Alban Avdiji

**Name of the Vulnerable Software and Affected Versions** Rockwell Automation FactoryTalk AssetCentre versions prior to V15.00.001 **Description** A data exposure issue exists due to the storage of credentials in the configuration file of packages such as `EventLogAttachmentExtractor`, `ArchiveExtractor`, `LogCleanUp`, or `ArchiveLogCleanUp`. This allows an attacker to potentially disclose protected information. **Recommendations** For versions prior to V15.00.001, consider updating to V15.00.001 or later to resolve the issue. As a temporary workaround, restrict access to the configuration files of the affected packages to minimize the risk of exploitation. Avoid using the affected packages until the issue is resolved.
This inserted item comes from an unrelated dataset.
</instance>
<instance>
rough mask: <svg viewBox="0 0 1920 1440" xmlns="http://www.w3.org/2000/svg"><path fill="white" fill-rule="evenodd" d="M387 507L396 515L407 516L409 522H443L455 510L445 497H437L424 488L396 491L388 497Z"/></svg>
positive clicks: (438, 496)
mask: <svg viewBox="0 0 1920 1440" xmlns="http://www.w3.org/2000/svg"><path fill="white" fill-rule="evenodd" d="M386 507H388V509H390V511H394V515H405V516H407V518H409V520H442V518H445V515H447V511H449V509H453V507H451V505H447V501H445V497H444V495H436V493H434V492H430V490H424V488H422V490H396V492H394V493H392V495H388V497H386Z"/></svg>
**Name of the Vulnerable Software and Affected Versions** Rockwell Automation FactoryTalk AssetCentre versions prior to V15.00.001 **Description** An encryption issue exists due to a weak encryption methodology, which could allow a threat actor to extract passwords belonging to other users of the application. This poses severe risks to industrial control systems. **Recommendations** For Rockwell Automation FactoryTalk AssetCentre versions prior to V15.00.001, consider updating to version V15.00.001 or later to resolve the issue. As a temporary workaround, restrict access to sensitive areas of the application to minimize the risk of exploitation.